The Japanese are polite about it, the Indonesians are laid-back, but Malaysians have begun hitting below the belt.
Across Asia, government efforts to get citizens to stop smoking range from a nudge and a wink to experiments with Western-style shock tactics.
The well-worn threat of an early death having apparently been shrugged off by smokers as a small price to pay for the pleasures of the weed, Kuala Lumpur is targeting their vanity.
Men will become impotent, women will get wrinkles and you'll all get horrible yellow teeth, Malaysia's puffers are told in a news series of newspaper ads.
In Japan, warnings on cigarette packets take a gentler tone: "There is a fear that it can damage your health, so let's be careful not to smoke too much. Let's obey smoking manners."
Despite the soft approach, the percentage of Japanese who light up has been falling for about a decade, to a record low of 30.3 percent, reflecting a worldwide trend towards less smoking in wealthy countries.
But poorer countries in Asia reflect instead a WHO warning that "tobacco and poverty are inextricably linked," with 75 percent of the world's smokers living in developing nations.
In Indonesia, some 70 percent of the population smoke and the government, which raised some US$2.9 billion last year from excise tax -- almost all of it from cigarettes -- does little to discourage them.
Instead it hopes to achieve an increase in excise tax income not from increasing the retail price for cigarettes, but through increased output by the tobacco industry.
Heavy taxation of cigarettes has long been a major weapon used by richer countries to help wean their smokers from the habit, and would have an even greater effect in poor nations.
But while a packet of 20 Marlboro cigarettes costs US$5.60 in Singapore, it costs just US$0.84 in nearby Indonesia.
Huge tobacco tax increases along with a ban on smoking in bars have been credited with cutting the number of adult smokers in New York by 11 percent from 2002 to last year to just 19.3 percent, according to recent city surveys.
But as smoking rates fall throughout the Western world, they are increasing in Asian countries such as China.
Many governments in the region have taken new steps toward discouraging tobacco consumption, but these efforts often do not amount to much more than lip service.
In Pakistan a year-old ban on smoking in public places is rarely observed, despite provision for fines of up to US$1,700 for repeat offenders.
Even the threat of three months in jail for those selling cigarettes to minors -- possibly one of the world's toughest penalties -- is ignored.
India, which has 240 million tobacco users, outlawed smoking in public places this month, but police say they lack the personnel to enforce it.
Instead, restaurants pay off nosy officials, and smokers -- nearly 50 percent of the male population -- are now likely to be given the best seats, with others escorted to "non-smoking areas" at the back.
China, whose 320 million smokers account for about one-quarter of the world's total, makes some effort to stub out the habit.
Measures include banning tobacco advertising in newspapers and on television -- but a non-smoking restaurant would be considered bizarre.

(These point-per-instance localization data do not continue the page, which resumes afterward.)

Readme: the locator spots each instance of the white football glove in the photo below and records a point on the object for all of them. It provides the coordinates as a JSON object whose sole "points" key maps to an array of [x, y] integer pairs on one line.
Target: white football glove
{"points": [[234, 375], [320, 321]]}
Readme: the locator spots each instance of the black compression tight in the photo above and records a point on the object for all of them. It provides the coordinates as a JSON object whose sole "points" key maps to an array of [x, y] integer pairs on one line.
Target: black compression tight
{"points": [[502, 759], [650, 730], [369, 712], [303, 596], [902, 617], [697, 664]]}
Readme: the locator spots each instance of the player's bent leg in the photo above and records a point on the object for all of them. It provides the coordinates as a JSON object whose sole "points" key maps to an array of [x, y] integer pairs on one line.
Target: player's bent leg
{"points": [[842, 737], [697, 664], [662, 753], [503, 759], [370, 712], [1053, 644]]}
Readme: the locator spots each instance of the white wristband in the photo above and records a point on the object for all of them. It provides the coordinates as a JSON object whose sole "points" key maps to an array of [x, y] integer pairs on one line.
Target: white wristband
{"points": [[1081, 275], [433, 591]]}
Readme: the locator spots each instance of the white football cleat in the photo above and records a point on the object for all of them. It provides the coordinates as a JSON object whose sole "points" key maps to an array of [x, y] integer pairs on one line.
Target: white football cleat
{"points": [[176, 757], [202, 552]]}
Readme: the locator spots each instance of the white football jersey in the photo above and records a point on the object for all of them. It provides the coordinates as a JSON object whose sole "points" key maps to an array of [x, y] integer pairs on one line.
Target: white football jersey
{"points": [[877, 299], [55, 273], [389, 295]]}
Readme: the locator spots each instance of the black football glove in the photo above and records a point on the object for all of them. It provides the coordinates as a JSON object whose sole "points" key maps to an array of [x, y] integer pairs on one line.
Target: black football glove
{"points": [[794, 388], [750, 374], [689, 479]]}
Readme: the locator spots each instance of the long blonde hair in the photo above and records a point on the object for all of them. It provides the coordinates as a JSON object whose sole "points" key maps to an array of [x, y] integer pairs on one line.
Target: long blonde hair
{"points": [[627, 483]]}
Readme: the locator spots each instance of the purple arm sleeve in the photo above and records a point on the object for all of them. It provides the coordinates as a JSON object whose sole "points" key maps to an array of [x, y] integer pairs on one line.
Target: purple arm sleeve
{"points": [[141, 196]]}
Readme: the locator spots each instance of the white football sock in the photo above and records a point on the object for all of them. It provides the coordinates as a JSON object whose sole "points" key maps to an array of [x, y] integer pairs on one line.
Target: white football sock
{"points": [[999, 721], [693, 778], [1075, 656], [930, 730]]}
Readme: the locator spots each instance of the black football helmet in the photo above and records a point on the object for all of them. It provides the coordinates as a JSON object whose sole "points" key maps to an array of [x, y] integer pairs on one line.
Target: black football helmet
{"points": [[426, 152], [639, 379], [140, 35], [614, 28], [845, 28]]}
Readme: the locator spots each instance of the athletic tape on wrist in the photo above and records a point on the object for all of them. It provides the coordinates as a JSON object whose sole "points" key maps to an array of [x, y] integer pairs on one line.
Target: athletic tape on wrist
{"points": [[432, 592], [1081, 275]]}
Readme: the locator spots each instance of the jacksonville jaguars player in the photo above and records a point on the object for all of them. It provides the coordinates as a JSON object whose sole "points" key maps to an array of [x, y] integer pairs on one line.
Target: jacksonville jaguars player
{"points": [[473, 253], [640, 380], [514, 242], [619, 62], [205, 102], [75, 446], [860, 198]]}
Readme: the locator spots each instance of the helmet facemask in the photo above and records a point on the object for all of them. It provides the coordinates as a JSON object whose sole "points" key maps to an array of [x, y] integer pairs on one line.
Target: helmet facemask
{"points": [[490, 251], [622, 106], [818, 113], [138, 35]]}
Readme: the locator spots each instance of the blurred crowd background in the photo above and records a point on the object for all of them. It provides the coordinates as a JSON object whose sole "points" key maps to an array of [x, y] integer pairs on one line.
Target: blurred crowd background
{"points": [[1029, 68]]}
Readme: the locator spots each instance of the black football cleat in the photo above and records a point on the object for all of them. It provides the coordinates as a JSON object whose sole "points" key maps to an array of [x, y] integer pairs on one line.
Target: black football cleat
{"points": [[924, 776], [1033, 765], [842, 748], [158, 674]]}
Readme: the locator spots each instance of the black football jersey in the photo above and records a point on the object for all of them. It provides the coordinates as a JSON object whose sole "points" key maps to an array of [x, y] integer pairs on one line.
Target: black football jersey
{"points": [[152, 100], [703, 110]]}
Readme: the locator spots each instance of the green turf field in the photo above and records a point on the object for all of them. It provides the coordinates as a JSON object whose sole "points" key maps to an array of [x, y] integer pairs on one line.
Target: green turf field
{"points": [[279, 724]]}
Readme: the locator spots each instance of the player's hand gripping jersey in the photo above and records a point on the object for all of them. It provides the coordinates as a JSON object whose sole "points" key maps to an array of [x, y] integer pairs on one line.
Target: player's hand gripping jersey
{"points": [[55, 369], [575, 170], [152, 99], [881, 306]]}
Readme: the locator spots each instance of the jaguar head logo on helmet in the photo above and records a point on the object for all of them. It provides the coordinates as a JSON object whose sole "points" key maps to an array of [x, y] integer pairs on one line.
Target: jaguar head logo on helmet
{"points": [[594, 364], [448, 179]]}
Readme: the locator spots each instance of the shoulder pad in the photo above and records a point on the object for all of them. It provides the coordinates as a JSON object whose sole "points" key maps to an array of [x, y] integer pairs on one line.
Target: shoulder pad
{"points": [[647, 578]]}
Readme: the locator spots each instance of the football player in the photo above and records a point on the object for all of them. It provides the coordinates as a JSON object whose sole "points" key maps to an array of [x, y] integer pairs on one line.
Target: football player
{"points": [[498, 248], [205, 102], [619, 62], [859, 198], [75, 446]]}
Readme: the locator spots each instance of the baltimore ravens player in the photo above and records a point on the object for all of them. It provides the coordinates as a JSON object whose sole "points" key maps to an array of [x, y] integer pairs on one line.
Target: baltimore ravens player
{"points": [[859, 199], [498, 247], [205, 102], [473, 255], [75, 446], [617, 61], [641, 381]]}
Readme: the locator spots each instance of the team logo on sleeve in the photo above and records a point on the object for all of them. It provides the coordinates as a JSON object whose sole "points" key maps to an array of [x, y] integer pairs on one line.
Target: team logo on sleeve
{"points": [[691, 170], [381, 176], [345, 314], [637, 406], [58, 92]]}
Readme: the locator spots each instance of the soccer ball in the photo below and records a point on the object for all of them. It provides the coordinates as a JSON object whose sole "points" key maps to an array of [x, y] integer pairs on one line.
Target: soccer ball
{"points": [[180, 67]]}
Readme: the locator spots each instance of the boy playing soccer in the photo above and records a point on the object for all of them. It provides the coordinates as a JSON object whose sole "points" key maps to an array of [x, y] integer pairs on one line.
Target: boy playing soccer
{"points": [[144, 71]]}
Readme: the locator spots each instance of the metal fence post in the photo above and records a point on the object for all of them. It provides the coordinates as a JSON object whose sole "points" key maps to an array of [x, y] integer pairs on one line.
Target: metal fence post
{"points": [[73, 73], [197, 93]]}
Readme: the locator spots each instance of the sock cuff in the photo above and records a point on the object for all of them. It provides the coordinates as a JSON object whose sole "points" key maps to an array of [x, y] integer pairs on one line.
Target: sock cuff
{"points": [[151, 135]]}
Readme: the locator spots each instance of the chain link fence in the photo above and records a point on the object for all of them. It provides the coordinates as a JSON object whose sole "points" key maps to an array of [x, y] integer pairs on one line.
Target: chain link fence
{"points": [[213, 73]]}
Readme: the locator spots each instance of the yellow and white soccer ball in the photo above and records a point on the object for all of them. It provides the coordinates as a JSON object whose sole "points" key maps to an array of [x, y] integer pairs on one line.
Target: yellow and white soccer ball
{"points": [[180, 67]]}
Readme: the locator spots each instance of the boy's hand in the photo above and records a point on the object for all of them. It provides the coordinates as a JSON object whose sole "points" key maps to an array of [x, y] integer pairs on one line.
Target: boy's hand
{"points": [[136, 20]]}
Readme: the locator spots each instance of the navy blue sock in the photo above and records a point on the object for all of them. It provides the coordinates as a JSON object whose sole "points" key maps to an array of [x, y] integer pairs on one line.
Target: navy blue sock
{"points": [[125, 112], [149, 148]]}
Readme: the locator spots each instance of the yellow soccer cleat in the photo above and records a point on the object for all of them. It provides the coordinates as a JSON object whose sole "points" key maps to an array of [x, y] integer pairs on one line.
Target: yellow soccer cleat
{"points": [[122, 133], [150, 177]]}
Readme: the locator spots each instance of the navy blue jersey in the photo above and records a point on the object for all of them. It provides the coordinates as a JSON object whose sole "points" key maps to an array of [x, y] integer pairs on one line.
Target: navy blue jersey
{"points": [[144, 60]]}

China is the world's largest producer and consumer of tobacco, and last year the industry paid 160 billion yuan (US$19.2 billion) in taxes.
Anti-smoking campaigners argue that such income is offset by the economic price of tobacco use through health-care costs, lost productivity and premature deaths, pointing to the fact that in the same year a million Chinese died from smoking-related illnesses.
The WHO says not only national treasuries but also family budgets are hurt by smoking's costs, with a recent survey in Vietnam showing that smokers spent three times more on tobacco than on education and health care.
In the Philippines, smokers are estimated to spend 20 percent of their household income on tobacco, and the government this year ordered that all tobacco products must carry health warnings and banned celebrities from endorsing cigarettes.
One of the region's poorest countries, Bangladesh, this month ratified the WHO's convention on tobacco control, which commits it to passing a range of anti-smoking legislation.
In the past smoking had been seen as a low priority in a country beset by poverty, but, delighted activists say, the government has recognized that the two often go hand in hand.
Social pressures have kept smoking rates low among women in Asia, where it is often seen as unfeminine, but WHO reports cite evidence suggesting increased smoking among young, affluent urban women in some countries.
Which is apparently why Malaysia's ministry of health has brought wrinkles into its new campaign, quoting research in the United States stating that "women smokers have more facial wrinkling than non-smokers."
Whether this, and the threat to men that they will lose their virility, will be more effective than telling them they will die of cancer remains to be seen.
Experience in the West points to governments picking the pockets of smokers as the best way to get them to quit.
New York health officials say they believe the decline in smoking there has been caused primarily by higher tobacco taxes, not bans or health warnings.